Thursday, February 28, 2008

Items of Interest

-- There's a nice analysis job in this article: Who's the Better Closer?

-- George Will takes a hit at McCain:

-- Then there's this item from David Ignatius.

Politicians who talk about the terrorism threat -- and it's already clear that this will be a polarizing issue in the 2008 campaign -- should be required to read a new book by a former CIA officer named Marc Sageman. It stands what you think you know about terrorism on its head and helps you see the topic in a different light.

What distinguishes his new book, "Leaderless Jihad," is that it peels away the emotional, reflexive responses to terrorism that have grown up since Sept. 11, 2001, and looks instead at scientific data Sageman has collected on more than 500 Islamic terrorists -- to understand who they are, why they attack and how to stop them.

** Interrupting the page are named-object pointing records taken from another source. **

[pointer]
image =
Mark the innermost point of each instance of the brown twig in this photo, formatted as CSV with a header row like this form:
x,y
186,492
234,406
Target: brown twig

The heart of Sageman's message is that we have been scaring ourselves into exaggerating the terrorism threat -- and then by our unwise actions in Iraq making the problem worse. He attacks head-on the central thesis of the Bush administration, echoed increasingly by Republican presidential candidate John McCain, that, as McCain's Web site puts it, the United States is facing "a dangerous, relentless enemy in the War against Islamic Extremists" spawned by al-Qaeda.

I'm adding another book to my list to read.

-- Daniel Henninger of the WSJ has an interesting analysis piece on Hillary in "Hillary's Close-Up". He gives credit to Howard Dean and the netroots.

A year ago, Hillary Clinton assumed the effort would bring her the prize. Instead, it has brought her to the precipice. What happened? What was supposed to be triumph has turned to tragedy. Who rewrote the plot?

The first revision came at the hand of Howard Dean. The Vermont governor's quixotic 2004 presidential run did one big thing: It let the netroots out. It empowered the Democratic Left. Web-based "progressives" proved they could raise lots of political money and bring pressure, especially when allied with labor unions.

They didn't defeat centrist Joe Lieberman in 2006, but they drove him out of the party. They pushed the party's Iraq policy under Harry Reid and Nancy Pelosi into total, rejectionist opposition. In this world, the Petraeus surge is a failure, period. Thus, Obama calmly gives the surge little or no credit. Also in this world, trade and Nafta are anathema, as seen in the House refusal to pass the trade agreement with Colombia, the U.S.'s strongest ally in South America.

What the netroots has done is bunch up the party ideologically. While the Republican Party slices conservative ideology as thinly as aged prosciutto, the Democrats, in Congress and on the presidential campaign trail, are all swinging a populist anvil -- with the left hand.

I don't believe he meant it as a positive compliment but I'll take it that way and I know a few friends who will do so as well.